Nevada regulators again reject tribal solar plant
LAS VEGAS — Nevada regulators rejected for the second time Wednesday a request to waive competitive bids for utility company NV Energy to buy solar power from a proposed solar generation station on the Moapa River Paiute Indian Reservation outside Las Vegas.
Proponents said they hope the company will try again.
State Bureau of Consumer Protection chief Eric Witkowski called the Public Utilities Commission’s decision a win for consumers, because he said it will help ensure customers don’t overpay.
NV Energy didn’t immediately comment.
Sierra Club representative Barbara Boyle called the PUC decision a disappointment and a threat to a proposal that would create jobs while replacing a coal-fired power plant blamed for spewing pollution on the reservation.

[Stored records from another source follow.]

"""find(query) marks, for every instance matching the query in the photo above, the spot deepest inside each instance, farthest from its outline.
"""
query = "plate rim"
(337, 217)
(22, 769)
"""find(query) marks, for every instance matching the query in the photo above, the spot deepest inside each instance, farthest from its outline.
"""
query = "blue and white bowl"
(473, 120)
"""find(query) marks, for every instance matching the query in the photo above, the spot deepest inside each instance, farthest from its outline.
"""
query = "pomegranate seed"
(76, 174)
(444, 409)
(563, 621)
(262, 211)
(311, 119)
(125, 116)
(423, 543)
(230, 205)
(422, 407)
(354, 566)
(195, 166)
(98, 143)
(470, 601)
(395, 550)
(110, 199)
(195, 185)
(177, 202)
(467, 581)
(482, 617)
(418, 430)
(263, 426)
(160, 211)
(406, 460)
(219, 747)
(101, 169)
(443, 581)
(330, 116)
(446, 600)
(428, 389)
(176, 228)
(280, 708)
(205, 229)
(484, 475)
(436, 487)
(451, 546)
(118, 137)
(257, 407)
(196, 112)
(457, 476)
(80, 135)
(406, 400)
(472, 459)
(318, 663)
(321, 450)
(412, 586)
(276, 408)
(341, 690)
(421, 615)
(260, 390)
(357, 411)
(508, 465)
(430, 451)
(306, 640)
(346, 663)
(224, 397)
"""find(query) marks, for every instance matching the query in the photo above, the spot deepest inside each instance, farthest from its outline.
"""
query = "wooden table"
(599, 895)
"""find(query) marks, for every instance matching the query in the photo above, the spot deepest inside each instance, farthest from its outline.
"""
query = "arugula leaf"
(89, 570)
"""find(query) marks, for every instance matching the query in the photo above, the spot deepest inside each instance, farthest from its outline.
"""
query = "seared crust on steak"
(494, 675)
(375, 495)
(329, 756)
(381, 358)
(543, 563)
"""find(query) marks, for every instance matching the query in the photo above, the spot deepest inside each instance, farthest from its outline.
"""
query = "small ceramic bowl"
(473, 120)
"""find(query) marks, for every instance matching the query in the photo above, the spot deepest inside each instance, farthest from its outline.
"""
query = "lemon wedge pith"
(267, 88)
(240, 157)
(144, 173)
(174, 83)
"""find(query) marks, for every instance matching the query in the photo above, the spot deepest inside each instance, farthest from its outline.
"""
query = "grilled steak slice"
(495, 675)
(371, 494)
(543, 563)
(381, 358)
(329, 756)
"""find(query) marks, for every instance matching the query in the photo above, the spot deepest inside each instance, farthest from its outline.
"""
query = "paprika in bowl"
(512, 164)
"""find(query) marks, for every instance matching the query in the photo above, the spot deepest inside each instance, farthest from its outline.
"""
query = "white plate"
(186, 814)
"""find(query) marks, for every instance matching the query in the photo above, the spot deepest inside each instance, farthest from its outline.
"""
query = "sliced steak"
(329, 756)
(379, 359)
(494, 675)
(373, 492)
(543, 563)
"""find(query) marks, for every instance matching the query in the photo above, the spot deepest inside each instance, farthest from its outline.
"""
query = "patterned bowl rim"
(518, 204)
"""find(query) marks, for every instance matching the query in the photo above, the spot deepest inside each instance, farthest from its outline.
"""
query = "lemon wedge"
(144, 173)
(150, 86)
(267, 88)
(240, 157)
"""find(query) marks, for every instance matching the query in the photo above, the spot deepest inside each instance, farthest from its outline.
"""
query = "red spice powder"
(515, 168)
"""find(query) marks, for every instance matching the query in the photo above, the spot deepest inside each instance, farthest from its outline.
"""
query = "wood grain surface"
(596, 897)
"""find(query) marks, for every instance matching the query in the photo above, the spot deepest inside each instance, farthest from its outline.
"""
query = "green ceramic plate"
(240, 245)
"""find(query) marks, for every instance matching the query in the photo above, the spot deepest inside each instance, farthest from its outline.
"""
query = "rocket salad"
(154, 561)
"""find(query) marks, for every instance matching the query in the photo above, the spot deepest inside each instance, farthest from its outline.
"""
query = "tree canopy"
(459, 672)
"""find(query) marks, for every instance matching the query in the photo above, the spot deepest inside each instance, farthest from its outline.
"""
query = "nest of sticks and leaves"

“NV Energy’s unique proposal to partner with the tribe is integral to the project’s success,” Boyle said in a statement. “The commission has once again kicked the can down the road by keeping this shovel-ready project from breaking ground.”
The PUC first rejected the power purchase plan in October, after being told a Moapa solar project capable of producing up to 200 megawatts of electricity would cost $438 million to build. The plant was expected to generate a steady capacity of 76 megawatts.
The commission said at the time that the utility should seek competitive bids to buy the 54 megawatts of electricity it says it needs to supply its customers.
Sierra Club officials pointed this week to revisions of the plan that reduced the overall capacity to 175 megawatts and an NV Energy pledge to cap the project cost at a little more than $383 million.
The company projected the cost of the energy produced at the plant at less than similar projects, and lower than the cost of energy if it builds a natural gas power plant.
NV Energy has promised to shut down the nearby coal-fired Reid Gardner generating station by the end of 2017.